Погрузиться в думы не успел, взгляд совсем помутнел, а ещё этот до дрожи пробирающий голос:

– Я не собираюсь тебе мешать.

Сергей, стоя на одном колене, снимая правый кроссовок, поднял голову. Да, так оно и было: за забором стоял Асмодей. Рога, цвет кожи – атрибуты демона, за оградой чётко не разглядишь, но посол ада, кажется, был одет в костюм, причём не элегантный, не депутатский, а скорее школьный, только длиннее. Дышать стало тяжело, впрочем, как и в те разы. Только теперь не было страшно, уже со всем он смирился.

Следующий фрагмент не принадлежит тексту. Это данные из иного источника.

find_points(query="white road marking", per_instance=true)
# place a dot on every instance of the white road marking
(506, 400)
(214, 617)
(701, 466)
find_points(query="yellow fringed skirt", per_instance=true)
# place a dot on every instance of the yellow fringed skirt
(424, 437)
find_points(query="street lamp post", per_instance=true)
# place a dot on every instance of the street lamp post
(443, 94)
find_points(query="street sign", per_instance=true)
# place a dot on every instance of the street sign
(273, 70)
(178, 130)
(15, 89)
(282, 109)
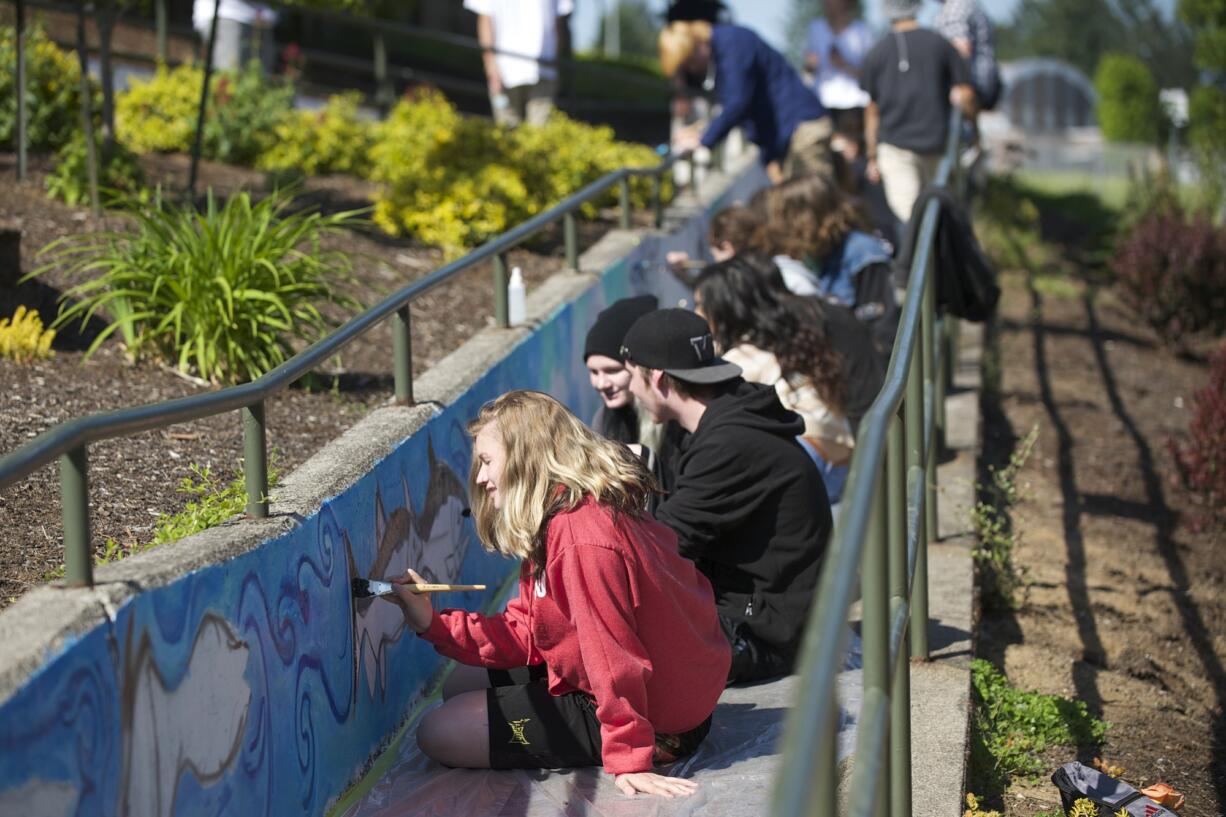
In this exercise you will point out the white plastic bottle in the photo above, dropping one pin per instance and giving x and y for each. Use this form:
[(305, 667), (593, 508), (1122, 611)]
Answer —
[(515, 298)]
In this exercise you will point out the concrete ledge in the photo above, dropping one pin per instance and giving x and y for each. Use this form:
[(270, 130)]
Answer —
[(47, 621)]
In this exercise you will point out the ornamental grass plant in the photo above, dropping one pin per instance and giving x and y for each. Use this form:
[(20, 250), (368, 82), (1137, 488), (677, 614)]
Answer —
[(223, 293)]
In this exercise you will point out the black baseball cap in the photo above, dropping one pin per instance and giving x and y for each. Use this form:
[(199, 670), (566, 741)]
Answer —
[(678, 342), (607, 333)]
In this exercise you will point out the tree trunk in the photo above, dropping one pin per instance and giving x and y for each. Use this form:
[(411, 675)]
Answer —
[(106, 21), (159, 16), (204, 102), (21, 91), (91, 153), (10, 258)]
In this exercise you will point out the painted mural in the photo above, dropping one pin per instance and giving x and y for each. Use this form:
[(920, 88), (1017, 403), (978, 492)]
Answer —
[(259, 686)]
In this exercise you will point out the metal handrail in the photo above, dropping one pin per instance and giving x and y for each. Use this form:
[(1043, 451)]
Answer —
[(69, 441), (887, 520)]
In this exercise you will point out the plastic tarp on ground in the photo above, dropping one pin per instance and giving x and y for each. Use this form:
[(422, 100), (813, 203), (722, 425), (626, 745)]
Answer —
[(734, 769)]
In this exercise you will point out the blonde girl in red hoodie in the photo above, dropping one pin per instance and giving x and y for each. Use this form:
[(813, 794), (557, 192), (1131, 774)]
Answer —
[(612, 653)]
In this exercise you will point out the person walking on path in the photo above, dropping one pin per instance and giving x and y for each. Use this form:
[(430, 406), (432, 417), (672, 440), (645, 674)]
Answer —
[(515, 37), (612, 653), (758, 91), (748, 506), (835, 49), (911, 75), (965, 25)]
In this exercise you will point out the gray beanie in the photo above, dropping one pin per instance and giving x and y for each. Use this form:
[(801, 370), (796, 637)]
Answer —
[(901, 9)]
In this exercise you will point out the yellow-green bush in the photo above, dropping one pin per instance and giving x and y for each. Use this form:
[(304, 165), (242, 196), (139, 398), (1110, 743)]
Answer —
[(158, 115), (331, 140), (244, 112), (22, 339), (53, 91), (455, 182)]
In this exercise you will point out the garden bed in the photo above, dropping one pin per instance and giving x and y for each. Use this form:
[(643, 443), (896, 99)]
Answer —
[(1123, 605), (133, 480)]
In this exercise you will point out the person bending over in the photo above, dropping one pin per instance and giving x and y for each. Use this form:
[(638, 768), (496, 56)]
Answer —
[(749, 506), (739, 228), (612, 653), (779, 339), (758, 90)]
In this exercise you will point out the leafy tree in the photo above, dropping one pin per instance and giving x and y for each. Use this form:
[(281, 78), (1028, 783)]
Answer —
[(801, 14), (1128, 104), (1208, 20)]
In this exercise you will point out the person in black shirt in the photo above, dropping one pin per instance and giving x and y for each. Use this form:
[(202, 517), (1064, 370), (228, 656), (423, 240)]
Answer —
[(911, 75), (748, 507)]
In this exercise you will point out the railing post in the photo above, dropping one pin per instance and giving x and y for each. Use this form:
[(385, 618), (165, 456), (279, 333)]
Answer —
[(502, 314), (900, 691), (624, 201), (928, 326), (255, 461), (912, 415), (570, 237), (874, 625), (657, 200), (384, 93), (75, 509), (402, 346)]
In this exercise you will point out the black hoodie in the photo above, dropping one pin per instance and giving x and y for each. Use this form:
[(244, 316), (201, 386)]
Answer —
[(749, 507)]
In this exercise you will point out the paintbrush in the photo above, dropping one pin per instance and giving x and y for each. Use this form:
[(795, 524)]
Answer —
[(370, 588)]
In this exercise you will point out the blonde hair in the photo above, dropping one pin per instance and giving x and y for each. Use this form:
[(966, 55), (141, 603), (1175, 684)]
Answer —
[(678, 42), (552, 461)]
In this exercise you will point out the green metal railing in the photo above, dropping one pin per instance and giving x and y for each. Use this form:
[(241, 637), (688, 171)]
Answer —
[(882, 535), (69, 441)]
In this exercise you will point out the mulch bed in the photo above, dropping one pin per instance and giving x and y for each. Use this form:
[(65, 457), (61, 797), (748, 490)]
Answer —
[(1126, 601), (133, 480)]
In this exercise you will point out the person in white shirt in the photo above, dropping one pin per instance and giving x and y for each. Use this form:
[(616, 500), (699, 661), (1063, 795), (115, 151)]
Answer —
[(835, 50), (515, 36)]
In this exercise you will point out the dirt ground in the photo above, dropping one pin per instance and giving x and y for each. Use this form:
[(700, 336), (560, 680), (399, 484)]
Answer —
[(131, 481), (1126, 606)]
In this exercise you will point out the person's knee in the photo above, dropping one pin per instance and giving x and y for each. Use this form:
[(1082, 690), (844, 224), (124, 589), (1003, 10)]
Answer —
[(457, 732)]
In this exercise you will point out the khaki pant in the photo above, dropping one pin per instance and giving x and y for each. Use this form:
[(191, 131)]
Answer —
[(808, 151), (904, 174), (530, 103)]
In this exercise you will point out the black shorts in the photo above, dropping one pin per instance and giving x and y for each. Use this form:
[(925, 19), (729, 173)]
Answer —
[(531, 729)]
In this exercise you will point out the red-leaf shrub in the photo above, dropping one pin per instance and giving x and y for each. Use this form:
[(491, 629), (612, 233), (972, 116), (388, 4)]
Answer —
[(1202, 460), (1172, 271)]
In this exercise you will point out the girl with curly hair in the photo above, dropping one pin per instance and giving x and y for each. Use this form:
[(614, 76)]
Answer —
[(814, 221), (612, 653), (779, 339)]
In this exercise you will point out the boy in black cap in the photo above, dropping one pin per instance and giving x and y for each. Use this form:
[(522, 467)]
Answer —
[(748, 504)]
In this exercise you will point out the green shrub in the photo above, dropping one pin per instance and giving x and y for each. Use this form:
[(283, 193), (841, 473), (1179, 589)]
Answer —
[(22, 337), (455, 182), (224, 293), (118, 173), (1128, 104), (53, 91), (240, 124), (332, 140), (1014, 726)]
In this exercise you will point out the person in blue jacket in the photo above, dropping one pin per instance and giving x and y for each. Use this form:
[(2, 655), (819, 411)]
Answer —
[(758, 91)]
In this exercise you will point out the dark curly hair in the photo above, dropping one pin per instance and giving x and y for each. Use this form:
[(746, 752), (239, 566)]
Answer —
[(808, 218), (746, 301)]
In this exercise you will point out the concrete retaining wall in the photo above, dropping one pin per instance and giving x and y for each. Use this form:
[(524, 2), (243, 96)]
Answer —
[(231, 672)]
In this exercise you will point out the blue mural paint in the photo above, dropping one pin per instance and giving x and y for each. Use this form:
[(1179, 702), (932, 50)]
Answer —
[(258, 686)]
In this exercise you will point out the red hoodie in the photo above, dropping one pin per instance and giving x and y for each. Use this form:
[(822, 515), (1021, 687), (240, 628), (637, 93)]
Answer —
[(619, 615)]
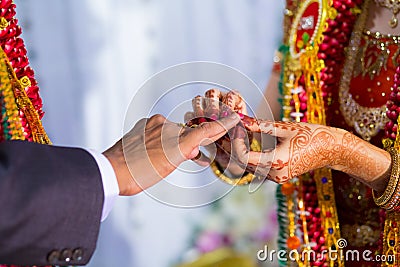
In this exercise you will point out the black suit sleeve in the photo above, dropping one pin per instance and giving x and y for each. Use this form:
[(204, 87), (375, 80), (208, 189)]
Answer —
[(51, 199)]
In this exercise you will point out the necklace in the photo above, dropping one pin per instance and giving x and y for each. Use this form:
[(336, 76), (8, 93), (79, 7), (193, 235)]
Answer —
[(394, 6)]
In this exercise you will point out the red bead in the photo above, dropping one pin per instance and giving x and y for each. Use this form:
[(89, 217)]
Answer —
[(293, 242)]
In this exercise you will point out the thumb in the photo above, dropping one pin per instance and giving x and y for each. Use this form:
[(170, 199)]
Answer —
[(209, 132)]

– Зачем здесь? – кинул человек небрежно.

Понаблюдать. – выдержал Асмодей паузу и продолжил: – Я видел, как умирал миссия из Галилеи, а теперь посмотрю, как умрёшь ты.

Как-то вот такой кинутый в лоб ответ Сергею не понравился. Не было что ли каких-то смягчающих эвфемизмов45.

Правый кроссовок был снят, да только энтузиазму поубавилось.

Не стесняйся, – говорил демон, наклонившись к ограде, – ты же уверен, что всё пройдёт как надо, и ты освободишься от этой жалкой оболочки.

Слушать эти речи было тошно. Хотелось побыть наедине, собраться и с чистым сознанием покинуть эту жалкую сцену. Демон уткнулся в ограду лицом, вот теперь то можно было разглядеть его черты. Совершенно неясно, почему раньше он не мог этого сделать. Сводчатые брови, выдающийся подбородок, хищный нос, а глаза…

– Как, это…– только и вымолвил Сергей, узнав в нём свою собственную искорёженную и несовершенную физиономию.

– Если я мешаю, то могу уйти. Но я буду ждать тебя, если ты не против.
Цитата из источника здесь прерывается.